Ele o fez, corando levemente ao pensar em como Amandil era bonita; não que ele a desejasse, mas era impossível não reparar na beleza dela, tanto quanto era impossível não ver a de uma rosa. Mas não era hora de pensar na beleza da moça, que acabara de passar por algo traumático! Meneando a cabeça, ele lhe mostrou que trouxera alimento: pães recém-assados, carne fresca e algum doce que ela não reconheceu.
– Bombur acabou de fazer. Mandou especialmente para você. – disse o halfling, deixando de mencionar que contara aos amigos do ocorrido. Amandil morreria de vergonha, se soubesse que os demais haviam tomado conhecimento da quase-violação – não sei que doce é, mas parece ótimo.
Os dois se sentaram juntos na cama, e a elfa fez questão de dividir a refeição com o halfling, que só aceitou como desculpa para ficar mais tempo na companhia de Amandil. Tinha pela princesa um forte sentimento de proteção, e enorme afeição. Era a amizade mais pura e sincera que já experimentara em sua vida!
– Como estão as coisas? – perguntou a dama, enfim, após matar a fome, mais preocupada com o futuro do que com o passado recente.
– Temos um bando de humanos furiosos refugiados em Dale, Thorin está obcecado pelo tesouro e se recusa a dar qualquer coisa para eles; um exército de orcs se aproxima, e não recebemos resposta de Dain Pé-de-Ferro. – resumiu Bilbo – as coisas não podiam estar melhores.
Anuindo, a filha de Galadriel suspirou; as coisas ainda iriam piorar, antes de melhorar, mas o encontro com sua mãe a fizera recuperar o controle da situação, mesmo estando presa naquela cela.
– Os elfos virão, Bilbo. E quando chegarem, poderemos agir. Só precisamos ter paciência, e esperar um pouco mais. – ela acariciou o rosto do amigo, e beijou-lhe a testa, agradecida – tenha fé, meu pequeno amigo.
Confuso, o hobbit não compreendia por que se sentia confortado e protegido no abraço da amiga; ele fora até ela para protegê-la e cuidar dela, e agora era ela quem lhe passava forças e o acalmava. Estranho, mas, com Amandil, as coisas nunca ocorriam do modo esperado. E ele ficava muito feliz que fosse assim; se ela estava tão calma, era porque tinha um plano, e ele próprio começava a decidir o que faria, com base naquilo que a jovem lhe contava. Ocorreu-lhe uma ideia que, certamente, faria Thorin desejar mata-lo... Mas podia significar a libertação da moça, e impedir que elfos e anões guerreassem entre si, antes que os orcs chegassem.

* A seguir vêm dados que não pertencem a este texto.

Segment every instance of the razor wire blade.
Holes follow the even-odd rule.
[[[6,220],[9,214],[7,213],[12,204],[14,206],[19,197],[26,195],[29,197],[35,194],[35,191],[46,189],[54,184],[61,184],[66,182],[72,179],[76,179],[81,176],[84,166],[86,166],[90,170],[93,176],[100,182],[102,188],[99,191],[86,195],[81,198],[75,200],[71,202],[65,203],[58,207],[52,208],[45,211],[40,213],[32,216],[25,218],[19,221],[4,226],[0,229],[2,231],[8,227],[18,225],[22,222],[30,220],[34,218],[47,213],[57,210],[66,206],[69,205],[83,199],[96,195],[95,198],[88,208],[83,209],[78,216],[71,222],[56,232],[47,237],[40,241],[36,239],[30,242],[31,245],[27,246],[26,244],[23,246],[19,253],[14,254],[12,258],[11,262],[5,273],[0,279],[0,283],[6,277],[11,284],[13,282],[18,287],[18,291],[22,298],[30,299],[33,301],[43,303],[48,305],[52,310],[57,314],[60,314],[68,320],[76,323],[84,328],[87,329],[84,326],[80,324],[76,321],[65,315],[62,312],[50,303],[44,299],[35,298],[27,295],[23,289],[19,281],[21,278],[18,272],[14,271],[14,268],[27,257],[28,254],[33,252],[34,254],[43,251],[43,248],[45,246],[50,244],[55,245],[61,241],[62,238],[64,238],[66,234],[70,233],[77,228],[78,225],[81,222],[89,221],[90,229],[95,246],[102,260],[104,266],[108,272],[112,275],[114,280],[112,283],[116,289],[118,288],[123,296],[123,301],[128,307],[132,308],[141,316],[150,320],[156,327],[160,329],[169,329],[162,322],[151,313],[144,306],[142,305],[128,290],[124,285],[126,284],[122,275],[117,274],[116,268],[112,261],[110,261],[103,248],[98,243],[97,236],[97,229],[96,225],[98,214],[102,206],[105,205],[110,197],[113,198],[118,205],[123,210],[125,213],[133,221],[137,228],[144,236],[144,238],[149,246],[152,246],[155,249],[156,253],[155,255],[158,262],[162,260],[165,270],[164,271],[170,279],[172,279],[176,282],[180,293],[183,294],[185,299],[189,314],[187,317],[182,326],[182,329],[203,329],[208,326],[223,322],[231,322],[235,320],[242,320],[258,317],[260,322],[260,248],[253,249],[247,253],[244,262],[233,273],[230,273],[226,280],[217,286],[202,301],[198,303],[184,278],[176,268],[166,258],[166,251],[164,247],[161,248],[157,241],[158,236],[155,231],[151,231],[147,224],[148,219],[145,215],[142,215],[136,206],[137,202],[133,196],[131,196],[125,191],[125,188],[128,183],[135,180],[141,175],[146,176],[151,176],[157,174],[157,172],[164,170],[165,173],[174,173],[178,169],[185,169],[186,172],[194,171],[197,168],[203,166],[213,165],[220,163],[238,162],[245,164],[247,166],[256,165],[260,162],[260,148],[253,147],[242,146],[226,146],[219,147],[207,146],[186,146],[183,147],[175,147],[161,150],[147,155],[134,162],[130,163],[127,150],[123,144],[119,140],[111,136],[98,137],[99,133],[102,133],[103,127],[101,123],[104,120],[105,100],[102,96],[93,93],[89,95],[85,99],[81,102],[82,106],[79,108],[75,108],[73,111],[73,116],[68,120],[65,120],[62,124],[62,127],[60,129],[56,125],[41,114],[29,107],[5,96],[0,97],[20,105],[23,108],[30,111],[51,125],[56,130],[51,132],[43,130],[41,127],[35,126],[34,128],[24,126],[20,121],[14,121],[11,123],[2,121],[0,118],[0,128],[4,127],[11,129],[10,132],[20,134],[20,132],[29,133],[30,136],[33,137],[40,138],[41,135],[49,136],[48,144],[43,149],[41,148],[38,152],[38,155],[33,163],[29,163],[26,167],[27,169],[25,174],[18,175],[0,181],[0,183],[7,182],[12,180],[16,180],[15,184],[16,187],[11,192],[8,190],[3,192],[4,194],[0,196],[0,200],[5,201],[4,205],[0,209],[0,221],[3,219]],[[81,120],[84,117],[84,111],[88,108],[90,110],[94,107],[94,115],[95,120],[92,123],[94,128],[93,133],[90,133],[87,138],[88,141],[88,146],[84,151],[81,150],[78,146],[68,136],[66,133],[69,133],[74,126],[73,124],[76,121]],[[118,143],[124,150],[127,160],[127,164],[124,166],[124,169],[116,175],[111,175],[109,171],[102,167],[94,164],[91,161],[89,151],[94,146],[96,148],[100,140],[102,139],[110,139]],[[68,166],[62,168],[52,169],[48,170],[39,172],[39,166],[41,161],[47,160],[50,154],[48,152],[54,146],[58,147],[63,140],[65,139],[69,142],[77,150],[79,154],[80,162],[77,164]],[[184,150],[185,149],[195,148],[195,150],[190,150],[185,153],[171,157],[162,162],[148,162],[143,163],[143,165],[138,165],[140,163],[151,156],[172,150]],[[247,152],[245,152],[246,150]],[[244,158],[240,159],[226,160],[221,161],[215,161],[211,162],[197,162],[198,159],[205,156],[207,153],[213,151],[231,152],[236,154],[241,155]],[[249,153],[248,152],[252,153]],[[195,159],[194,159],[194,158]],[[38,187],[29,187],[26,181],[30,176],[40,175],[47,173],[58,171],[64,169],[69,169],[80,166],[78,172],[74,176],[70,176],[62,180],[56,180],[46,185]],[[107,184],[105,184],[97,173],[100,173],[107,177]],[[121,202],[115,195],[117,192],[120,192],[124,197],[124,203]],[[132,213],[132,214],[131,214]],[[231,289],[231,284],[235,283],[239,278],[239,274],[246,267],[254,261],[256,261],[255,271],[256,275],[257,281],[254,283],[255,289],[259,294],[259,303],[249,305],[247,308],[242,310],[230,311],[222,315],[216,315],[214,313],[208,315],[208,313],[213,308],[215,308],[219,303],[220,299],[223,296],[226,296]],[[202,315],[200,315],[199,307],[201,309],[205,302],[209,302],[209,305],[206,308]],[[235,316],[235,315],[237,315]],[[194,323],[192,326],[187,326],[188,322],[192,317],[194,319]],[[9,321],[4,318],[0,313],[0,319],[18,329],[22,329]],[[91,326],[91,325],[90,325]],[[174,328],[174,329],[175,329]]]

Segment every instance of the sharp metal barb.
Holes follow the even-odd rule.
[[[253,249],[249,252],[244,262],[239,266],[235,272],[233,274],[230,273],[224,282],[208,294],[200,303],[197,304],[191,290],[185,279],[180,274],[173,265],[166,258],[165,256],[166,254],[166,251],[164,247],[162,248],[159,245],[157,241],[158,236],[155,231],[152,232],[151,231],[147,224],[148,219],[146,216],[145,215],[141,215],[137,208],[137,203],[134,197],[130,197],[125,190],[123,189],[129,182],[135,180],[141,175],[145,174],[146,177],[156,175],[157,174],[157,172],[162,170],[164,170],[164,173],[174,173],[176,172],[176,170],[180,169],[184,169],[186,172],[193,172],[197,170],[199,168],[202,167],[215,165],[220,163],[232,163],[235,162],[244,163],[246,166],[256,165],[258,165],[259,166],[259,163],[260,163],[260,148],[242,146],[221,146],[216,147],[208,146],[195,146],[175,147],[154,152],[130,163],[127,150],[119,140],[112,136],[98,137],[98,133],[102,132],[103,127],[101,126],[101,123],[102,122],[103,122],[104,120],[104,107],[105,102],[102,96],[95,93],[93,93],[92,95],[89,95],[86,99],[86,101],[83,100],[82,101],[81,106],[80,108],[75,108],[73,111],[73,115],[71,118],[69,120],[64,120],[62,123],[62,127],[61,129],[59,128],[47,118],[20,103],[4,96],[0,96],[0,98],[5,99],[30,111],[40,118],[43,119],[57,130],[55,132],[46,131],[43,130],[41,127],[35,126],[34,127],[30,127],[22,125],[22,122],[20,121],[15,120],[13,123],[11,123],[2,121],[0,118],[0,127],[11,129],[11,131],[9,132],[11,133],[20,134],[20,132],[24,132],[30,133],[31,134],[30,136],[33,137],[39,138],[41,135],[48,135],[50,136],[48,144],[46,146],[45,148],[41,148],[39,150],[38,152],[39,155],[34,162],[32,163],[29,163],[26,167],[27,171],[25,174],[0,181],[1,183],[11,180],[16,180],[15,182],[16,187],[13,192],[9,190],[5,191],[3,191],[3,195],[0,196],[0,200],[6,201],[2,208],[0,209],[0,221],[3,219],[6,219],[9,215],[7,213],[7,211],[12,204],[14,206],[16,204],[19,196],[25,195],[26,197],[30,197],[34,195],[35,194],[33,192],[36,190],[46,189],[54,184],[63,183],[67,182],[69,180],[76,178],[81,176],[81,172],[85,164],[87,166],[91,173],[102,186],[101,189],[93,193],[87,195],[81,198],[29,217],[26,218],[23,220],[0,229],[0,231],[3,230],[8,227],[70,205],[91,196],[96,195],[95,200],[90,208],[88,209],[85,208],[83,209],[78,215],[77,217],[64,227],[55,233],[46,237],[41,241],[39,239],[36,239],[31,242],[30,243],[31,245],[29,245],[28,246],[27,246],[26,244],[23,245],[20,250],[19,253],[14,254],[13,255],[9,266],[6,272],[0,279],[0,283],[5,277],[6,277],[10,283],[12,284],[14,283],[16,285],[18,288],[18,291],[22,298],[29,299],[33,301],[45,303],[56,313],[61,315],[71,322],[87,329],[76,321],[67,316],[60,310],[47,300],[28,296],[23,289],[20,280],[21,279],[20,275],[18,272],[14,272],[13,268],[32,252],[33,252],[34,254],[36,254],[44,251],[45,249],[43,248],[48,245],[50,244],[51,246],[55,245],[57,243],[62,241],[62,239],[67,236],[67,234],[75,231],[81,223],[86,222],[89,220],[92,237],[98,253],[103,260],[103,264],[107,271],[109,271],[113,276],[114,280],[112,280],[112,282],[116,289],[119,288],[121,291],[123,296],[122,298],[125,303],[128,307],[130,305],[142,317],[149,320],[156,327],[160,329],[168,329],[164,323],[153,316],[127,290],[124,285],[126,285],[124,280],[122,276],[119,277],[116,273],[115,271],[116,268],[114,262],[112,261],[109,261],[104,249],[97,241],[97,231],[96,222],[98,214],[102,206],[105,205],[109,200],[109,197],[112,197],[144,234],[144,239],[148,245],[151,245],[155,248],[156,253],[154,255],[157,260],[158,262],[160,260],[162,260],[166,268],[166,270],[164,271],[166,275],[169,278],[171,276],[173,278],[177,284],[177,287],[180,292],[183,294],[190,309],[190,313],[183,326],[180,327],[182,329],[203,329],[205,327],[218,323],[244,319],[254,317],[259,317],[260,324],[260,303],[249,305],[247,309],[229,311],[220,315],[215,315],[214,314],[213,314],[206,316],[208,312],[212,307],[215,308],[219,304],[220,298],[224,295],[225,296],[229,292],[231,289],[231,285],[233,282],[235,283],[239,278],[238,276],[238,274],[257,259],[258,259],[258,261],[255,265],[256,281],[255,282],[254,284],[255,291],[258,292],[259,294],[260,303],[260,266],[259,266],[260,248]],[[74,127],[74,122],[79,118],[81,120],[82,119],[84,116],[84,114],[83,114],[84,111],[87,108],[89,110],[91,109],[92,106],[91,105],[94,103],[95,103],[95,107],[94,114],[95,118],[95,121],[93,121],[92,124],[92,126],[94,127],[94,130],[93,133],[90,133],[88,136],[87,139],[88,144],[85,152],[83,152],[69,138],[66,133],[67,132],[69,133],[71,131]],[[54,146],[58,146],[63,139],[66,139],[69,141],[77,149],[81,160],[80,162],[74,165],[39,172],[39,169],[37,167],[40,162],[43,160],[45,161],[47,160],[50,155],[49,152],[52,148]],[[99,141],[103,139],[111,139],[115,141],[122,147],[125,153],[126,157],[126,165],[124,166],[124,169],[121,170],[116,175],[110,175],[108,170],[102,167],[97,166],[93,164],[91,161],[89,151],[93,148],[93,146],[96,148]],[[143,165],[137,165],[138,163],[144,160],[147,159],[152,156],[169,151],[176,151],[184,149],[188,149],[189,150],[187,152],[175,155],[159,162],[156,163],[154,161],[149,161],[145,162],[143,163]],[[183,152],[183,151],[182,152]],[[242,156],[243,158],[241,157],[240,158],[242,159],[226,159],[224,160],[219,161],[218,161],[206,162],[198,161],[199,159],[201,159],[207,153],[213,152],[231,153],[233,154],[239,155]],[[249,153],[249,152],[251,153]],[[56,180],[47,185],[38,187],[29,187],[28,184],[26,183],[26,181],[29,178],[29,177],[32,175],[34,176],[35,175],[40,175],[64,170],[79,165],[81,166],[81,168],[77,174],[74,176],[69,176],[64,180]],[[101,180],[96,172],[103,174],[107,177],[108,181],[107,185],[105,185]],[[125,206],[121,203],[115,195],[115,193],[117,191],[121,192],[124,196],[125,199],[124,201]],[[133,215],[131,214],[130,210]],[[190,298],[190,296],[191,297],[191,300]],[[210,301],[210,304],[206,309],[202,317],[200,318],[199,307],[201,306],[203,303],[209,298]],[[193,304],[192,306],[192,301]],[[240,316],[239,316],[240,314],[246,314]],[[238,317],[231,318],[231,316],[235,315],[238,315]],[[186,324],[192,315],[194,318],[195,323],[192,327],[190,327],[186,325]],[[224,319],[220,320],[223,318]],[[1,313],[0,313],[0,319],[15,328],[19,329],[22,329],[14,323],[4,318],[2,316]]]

Valeria à pena, certamente!
Após se certificar de que sua amiga estava bem, Bilbo deixou a cela e tomou o caminho da sala do tesouro; ia tentar conversar com Thorin mais uma vez. Se não conseguisse chamar o amigo de volta à razão, então daria início ao seu plano, assim que os elfos se postassem diante de Erebor.